Question - Think about the sort of information you need to find. Make a list of organisations and services in your local area that might gather relevant statistics.

Possible sources of relevant data include:
  • police data on the extent of drug use and drug-related crime
  • hospital and other health services data on drug overdose and other drug-related health problems
  • Coroner's Court data on drug-related mortality
  • Ambulance Service data on non-fatal overdose
  • alcohol and other drug agency data, such as treatment and referral statistics
  • needle and syringe program data
  • local court data on drug offences
  • school information on student drug use, truancy and so on
  • local media stories on drug-related issues in the community.

4.7 Crime and AOD use

Question - Where are young people most likely to smoke cannabis?

Possible answers include - In order of popularity:
  • friend's house
  • parties
  • own home
  • public places - e.g. park, beach
  • carTop of page

Topic 6

6.1 What is harm minimisation

Question - Does your agency have a policy on harm minimisation? If so, briefly outline the policy. Reflect on any harm minimisation strategies that you currently use in your work with young people. Do you think these strategies work well for the young people that you work with? Consider the reasons for your response.

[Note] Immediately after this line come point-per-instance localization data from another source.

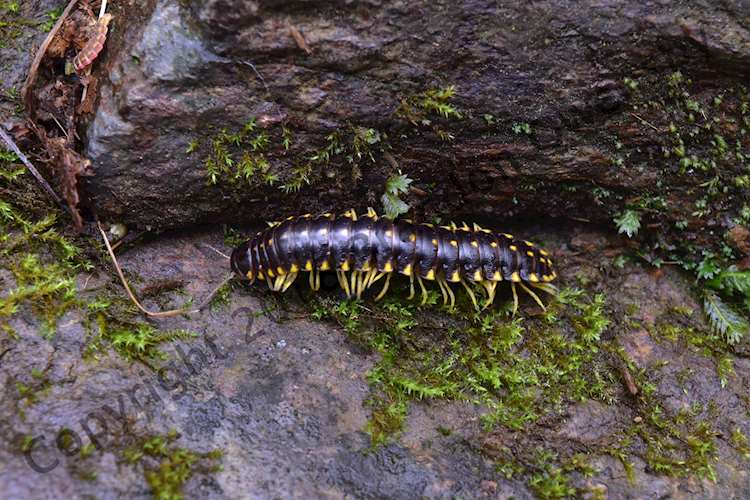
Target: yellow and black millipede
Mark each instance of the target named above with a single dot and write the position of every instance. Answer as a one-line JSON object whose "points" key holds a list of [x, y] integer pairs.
{"points": [[362, 250]]}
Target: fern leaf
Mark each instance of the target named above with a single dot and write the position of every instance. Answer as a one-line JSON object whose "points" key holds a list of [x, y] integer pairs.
{"points": [[724, 320]]}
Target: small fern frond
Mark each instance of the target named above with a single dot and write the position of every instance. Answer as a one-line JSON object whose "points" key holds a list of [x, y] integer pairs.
{"points": [[724, 320]]}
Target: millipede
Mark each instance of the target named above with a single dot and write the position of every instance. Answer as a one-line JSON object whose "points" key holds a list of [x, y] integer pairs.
{"points": [[362, 250]]}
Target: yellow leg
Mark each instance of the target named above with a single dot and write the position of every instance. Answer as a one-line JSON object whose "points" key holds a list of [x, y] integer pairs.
{"points": [[344, 282], [385, 287], [360, 284], [442, 285], [278, 283], [533, 296], [424, 290], [471, 294], [490, 287], [289, 280], [353, 285]]}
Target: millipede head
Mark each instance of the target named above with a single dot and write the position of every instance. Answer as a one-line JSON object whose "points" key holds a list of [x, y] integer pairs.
{"points": [[240, 260]]}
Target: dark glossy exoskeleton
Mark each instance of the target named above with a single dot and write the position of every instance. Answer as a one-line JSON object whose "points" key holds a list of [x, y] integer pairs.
{"points": [[362, 250]]}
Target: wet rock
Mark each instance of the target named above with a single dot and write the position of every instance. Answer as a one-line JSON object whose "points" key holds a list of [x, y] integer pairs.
{"points": [[181, 72]]}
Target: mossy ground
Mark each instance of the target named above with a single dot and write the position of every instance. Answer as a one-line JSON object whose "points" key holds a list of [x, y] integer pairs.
{"points": [[529, 371]]}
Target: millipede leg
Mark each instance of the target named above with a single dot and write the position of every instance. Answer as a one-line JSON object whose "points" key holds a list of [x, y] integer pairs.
{"points": [[533, 295], [424, 290], [385, 287], [289, 280], [471, 294], [442, 284], [278, 283], [360, 284], [490, 286], [353, 286], [452, 296], [344, 282]]}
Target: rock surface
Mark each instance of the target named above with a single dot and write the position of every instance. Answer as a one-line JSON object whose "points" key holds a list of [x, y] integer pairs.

Answer - Harm minimisation strategies can be categorised into three areas:
  • Harm reduction - strategies that aim to reduce the harm from drugs for both individuals and communities. These strategies do not necessarily aim to stop drug use. Examples include needle syringe services, methadone maintenance, brief interventions and peer education.
  • Supply reduction - strategies aimed at reducing the production and supply of illicit drugs. Examples include legislation and law enforcement.
  • Demand reduction - strategies aimed at preventing the uptake of harmful drug use. Examples include community development projects and media campaigns.
Question - Suppose that a new illicit drug called Mafu has become a problem in your community. It is a type of amphetamine with a range of negative side effects and has been the cause of sudden death in number of new users. You have been appointed to lead the taskforce in tackling the Mafu issue. What factors would you consider in attempting to reduce the harm associated with using Mafu?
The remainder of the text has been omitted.